NPR’s web headline on a story this morning:
Shortfall Threatens Illinois Pension System
I would have put it differently:
Pension Shortfall Threatens Illinois Taxpayers
Here’s a nugget from the story that gives lie to NPR’s headline:
Illinois’ constitution protects pension benefits already guaranteed to state retirees and workers, so nothing already promised can be taken away. And many of the retired teachers, clerks, and others who live on a state pension now dismiss the notion that their pension benefits are overly generous.
In other words, individual pensioners have little to worry about. I’m not sure how it is in Illinois, but in Kentucky, workers have overly generous pensions.
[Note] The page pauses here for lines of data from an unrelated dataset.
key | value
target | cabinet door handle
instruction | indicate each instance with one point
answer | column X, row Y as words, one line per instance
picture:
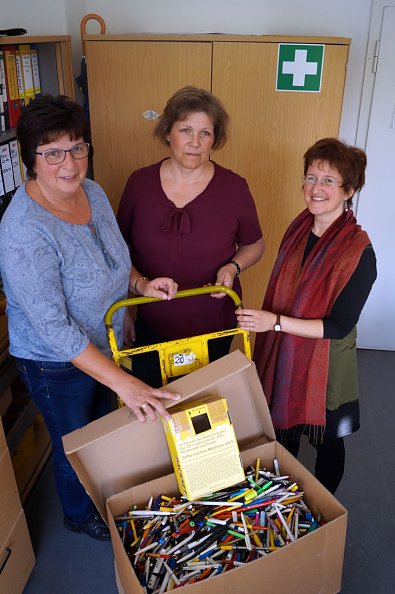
column 7, row 554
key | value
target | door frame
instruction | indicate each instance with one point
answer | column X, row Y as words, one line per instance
column 376, row 25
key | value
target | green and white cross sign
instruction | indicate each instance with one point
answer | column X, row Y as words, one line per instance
column 299, row 67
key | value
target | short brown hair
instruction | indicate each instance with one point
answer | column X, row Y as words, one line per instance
column 349, row 161
column 191, row 99
column 44, row 120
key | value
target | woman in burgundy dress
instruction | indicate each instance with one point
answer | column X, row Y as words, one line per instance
column 192, row 220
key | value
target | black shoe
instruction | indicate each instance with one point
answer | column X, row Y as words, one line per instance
column 94, row 527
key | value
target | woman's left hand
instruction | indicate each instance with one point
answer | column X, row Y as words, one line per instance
column 255, row 320
column 163, row 287
column 225, row 276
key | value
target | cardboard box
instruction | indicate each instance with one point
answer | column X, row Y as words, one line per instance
column 126, row 462
column 203, row 447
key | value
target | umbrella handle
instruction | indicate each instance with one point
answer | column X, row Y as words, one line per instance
column 89, row 17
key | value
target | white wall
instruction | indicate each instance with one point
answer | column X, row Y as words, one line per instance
column 38, row 17
column 250, row 17
column 255, row 17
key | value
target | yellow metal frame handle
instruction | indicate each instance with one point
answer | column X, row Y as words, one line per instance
column 186, row 293
column 118, row 354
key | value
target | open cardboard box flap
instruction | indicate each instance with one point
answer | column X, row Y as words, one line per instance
column 117, row 451
column 310, row 565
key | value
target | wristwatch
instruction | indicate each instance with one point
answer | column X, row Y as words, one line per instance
column 277, row 325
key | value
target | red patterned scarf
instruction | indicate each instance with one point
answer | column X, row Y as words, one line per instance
column 294, row 370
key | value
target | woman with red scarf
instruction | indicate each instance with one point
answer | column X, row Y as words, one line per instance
column 306, row 354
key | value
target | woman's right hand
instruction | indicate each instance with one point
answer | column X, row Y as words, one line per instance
column 144, row 401
column 163, row 287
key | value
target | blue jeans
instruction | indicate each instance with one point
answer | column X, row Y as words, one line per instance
column 67, row 399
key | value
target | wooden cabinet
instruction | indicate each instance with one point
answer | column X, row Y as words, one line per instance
column 16, row 552
column 130, row 75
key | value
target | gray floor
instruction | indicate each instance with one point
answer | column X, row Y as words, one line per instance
column 74, row 564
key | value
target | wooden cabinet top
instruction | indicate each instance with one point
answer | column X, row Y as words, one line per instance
column 209, row 37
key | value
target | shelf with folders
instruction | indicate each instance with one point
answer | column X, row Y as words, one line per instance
column 29, row 66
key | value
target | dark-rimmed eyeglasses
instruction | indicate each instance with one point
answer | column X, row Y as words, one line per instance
column 327, row 180
column 57, row 156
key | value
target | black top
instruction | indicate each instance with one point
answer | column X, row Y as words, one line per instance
column 349, row 304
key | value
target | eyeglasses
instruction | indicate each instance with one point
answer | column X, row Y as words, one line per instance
column 57, row 156
column 312, row 180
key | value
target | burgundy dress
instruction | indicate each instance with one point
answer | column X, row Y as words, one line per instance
column 187, row 244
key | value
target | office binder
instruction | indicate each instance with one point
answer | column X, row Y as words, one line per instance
column 2, row 119
column 6, row 167
column 3, row 90
column 19, row 77
column 2, row 191
column 35, row 70
column 16, row 162
column 14, row 104
column 27, row 72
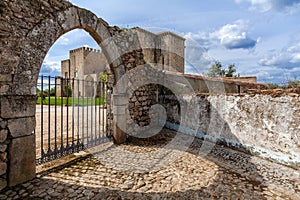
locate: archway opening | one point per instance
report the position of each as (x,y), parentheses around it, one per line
(71,103)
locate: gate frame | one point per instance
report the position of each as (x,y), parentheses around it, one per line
(18,103)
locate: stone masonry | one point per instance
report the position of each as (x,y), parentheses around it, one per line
(27,31)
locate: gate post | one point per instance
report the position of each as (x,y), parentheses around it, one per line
(120,104)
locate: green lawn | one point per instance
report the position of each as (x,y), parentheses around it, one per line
(77,101)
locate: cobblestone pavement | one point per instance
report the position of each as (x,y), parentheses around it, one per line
(150,169)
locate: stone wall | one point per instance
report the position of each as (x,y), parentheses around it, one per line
(28,29)
(259,124)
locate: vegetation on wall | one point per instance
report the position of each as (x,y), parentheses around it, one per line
(217,70)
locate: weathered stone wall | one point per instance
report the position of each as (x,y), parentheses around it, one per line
(172,52)
(28,29)
(259,124)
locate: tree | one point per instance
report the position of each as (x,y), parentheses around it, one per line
(230,70)
(216,70)
(103,77)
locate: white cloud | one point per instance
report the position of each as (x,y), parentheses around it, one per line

Here’s how it works for Kentucky. Other states vary this approach:
Multiply: (the average of your highest three earning years) * (a benefit factor of around 2.50%) * (years in the system).
Consider a state worker who never changed jobs in government, worked 27 years and whose “high three” average was $50,000. After working 27 years, he can retire with full benefits at any time without regard to age. In this case, he’ll qualify for more than two-thirds of his working salary for the rest of his life, excluding cost-of-living adjustments and, or course, the fact that many of these workers enter other pension-qualifying jobs and begin accruing a second pension while collecting their first pension.
Many of these generous promises come in the form of an “inviolable contract” that prevents any reduction in benefits to workers already enrolled in the pension system. Every new worker enrolled in the system is guaranteed the retirement benefit at the time of his employment. The benefits cannot be reduced under virtually circumstance.
This is a problem that vexes so many states, but the political calculus seems pretty intractable. The crisis isn’t here yet for most states, so states aren’t treating it like a crisis.